Howard Ferstler said:


There is no way I would trust a rock-music recording to give
me meaningful data on speaker soundstaging, imaging, focus,
depth, or even spectral balance.


While I agree with you here, it's an established fact that there are
people out there who use their audio system to listen to rock music
exclusively.


For sure. And those people really do not need for their
audio systems to be genuinely high fidelity items, or even
high-quality items. I suppose this works out quite well for
some of the lunatics who post here and laud the performance
of sub-par hardware. Admittedly, many of them paid way too
much for that gear.

A suitable system for those listeners could well deviate from a system
that's optimalized for classical music.


Yep.
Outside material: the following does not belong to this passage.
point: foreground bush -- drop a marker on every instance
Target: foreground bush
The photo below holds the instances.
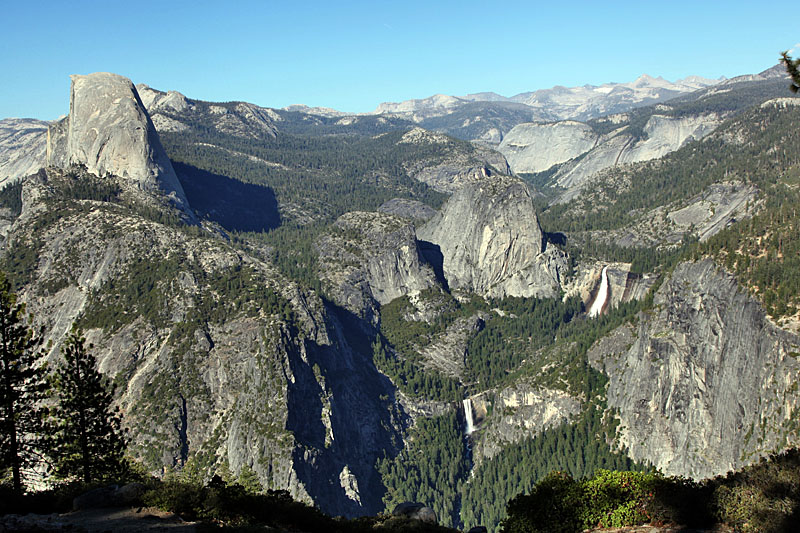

While the latter should be optimized for accurate
performance, or, if DSP ambiance emendations are applied,
optimized to allow for the most realistic concert hall
simulation, the former need only deliver head-banging sound.

I do not particularly think that having a familiarity with
popular music is all that useful - for reviewing audio gear
or much of anything else.


What would you recommend to someone asking for a system that will be
used for rock music only?


Stick with automotive systems.

Things like imaging, focusing and spectral balance could be utterly
meaningless to such a person.......


I agree completely. Yes, there are some "pop" recordings
that need high-fidelity treatment, and of course a lot of
acoustic jazz also benefits from playback on really fine
systems. However, rock freaks need not shop for truly exotic
gear, and those who listen to such music and laud the
performance of exotic wires, super-duper CD players,
overpriced amps, and the like are kidding themselves.